JoNova has a great post up at her site on the subject of Greenland’s ice. Please check it out as it demonstrates some points crucial to understanding consensus in science is never the final verdict. Moreover, the consensus about melting ice raising the oceans to ridiculous levels is plainly wrong.
Read the whole post, but here are the two points that matter, as I see it.
First, there is this:
The Experts thought Greenland’s ice has been there for the whole Pleistoscene era, or the last 2.6 million years. It was just another useless consensus, stultifying science — feeding the myth that the climate was perfect until Big Coal screwed it up…
In 2016 some scientists figured out the bedrock under the GISP core was only 1.1 million years old, which was considered “controversial” since the ice was supposed to have been solid for 2.6 million years.

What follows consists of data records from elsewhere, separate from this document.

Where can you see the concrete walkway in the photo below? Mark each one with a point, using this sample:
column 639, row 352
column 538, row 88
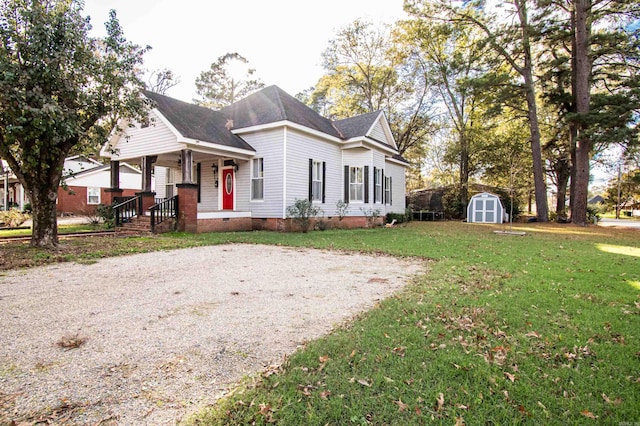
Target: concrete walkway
column 622, row 223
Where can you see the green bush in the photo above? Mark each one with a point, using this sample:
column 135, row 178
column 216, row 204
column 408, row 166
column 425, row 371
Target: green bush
column 302, row 211
column 106, row 213
column 13, row 218
column 398, row 217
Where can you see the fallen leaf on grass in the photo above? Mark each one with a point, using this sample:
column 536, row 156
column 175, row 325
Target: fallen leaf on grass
column 510, row 377
column 401, row 405
column 608, row 400
column 588, row 414
column 264, row 409
column 400, row 351
column 440, row 402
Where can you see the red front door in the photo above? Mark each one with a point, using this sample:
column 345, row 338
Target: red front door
column 227, row 189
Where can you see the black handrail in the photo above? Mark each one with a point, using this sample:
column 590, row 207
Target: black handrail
column 127, row 209
column 163, row 210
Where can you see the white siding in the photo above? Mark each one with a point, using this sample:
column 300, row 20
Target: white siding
column 270, row 146
column 153, row 140
column 397, row 173
column 160, row 174
column 378, row 163
column 300, row 148
column 358, row 157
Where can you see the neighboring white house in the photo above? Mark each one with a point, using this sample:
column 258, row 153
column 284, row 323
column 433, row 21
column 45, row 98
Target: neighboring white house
column 248, row 162
column 485, row 208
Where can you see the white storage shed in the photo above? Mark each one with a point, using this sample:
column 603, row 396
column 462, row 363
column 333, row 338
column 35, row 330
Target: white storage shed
column 485, row 208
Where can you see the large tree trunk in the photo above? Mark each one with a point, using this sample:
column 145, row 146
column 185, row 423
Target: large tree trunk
column 563, row 172
column 44, row 215
column 42, row 185
column 464, row 174
column 582, row 72
column 542, row 206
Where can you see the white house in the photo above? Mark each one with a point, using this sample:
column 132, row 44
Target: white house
column 239, row 168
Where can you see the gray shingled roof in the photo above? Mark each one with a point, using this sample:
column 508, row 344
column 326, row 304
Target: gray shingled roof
column 273, row 104
column 269, row 105
column 196, row 122
column 356, row 126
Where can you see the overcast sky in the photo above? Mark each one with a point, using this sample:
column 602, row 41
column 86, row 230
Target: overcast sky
column 282, row 39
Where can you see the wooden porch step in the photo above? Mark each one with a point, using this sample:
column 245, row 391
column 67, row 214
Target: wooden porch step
column 138, row 225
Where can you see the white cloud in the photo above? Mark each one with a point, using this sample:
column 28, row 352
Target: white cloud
column 282, row 39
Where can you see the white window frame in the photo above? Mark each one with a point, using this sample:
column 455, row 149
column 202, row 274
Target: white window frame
column 93, row 192
column 316, row 181
column 387, row 190
column 257, row 178
column 377, row 186
column 170, row 185
column 356, row 184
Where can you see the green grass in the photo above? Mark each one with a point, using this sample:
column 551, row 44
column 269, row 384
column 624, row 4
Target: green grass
column 540, row 329
column 62, row 229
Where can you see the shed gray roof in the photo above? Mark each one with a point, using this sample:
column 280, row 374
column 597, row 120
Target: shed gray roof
column 273, row 104
column 196, row 122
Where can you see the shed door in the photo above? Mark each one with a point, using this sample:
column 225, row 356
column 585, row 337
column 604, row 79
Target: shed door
column 227, row 189
column 478, row 210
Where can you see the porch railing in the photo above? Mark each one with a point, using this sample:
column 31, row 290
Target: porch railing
column 126, row 208
column 163, row 210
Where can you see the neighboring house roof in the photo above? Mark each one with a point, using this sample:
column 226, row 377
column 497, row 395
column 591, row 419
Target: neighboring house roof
column 102, row 167
column 78, row 163
column 196, row 122
column 272, row 105
column 595, row 200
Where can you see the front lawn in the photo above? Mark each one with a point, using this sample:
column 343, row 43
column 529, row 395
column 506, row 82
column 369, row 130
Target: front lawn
column 540, row 329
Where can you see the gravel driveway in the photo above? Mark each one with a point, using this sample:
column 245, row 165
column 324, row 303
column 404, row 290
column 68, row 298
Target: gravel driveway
column 168, row 332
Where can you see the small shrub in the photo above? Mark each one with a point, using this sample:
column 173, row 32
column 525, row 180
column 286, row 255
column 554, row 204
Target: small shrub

In 2019 Bierman et al were shocked to find that Camp Century (in the far north) had melted totally around 416,000 years ago. (That frozen soil was first dug up in the 1960s, so it sat in a Danish freezer for fifty years.) Another ice core at DYE 3 contained the DNA of spruce trees. Obviously Greenland melts, we just don’t know why, when or how often.
And, then, there is this:
The important message here should be that natural climate change could smack us over the head, but we don’t understand the big forces at all. If Greenland’s ice-cap melts again, we need a few decades to prepare. So we need climate models that can actually predict things, not ones that suit politicians and strangle real research for decades.
If Greenland melted 416,000 years ago, why didn’t it melt during the other three warm spikes below? (Graph from the EPICA ice core in Antarctica).
What a great question! Consensus is meaningless. What we need is real science that can be evaluated through falsification and, instead, we’re speculation on which the Biden Administration thinks we need to spend $3 trillion per year for decades. We are governed by the worst decision-makers ever.
If one looks closely at the ice core temp/CO2 graph the CO2 lags and follows changes in temperature. (This is shown even more clearly on thin line graphs of multiple ice cores). In other words temperature is a driver of CO2 concentration.
I wonder why the vikings named it GREENland? ...and settled there, and it wasn't 416,000 years ago.
If one looks closely at the ice core temp/CO2 graph the CO2 lags and follows changes in temperature. (This is shown even more clearly on thin line graphs of multiple ice cores). In other words temperature is a driver of CO2 concentration.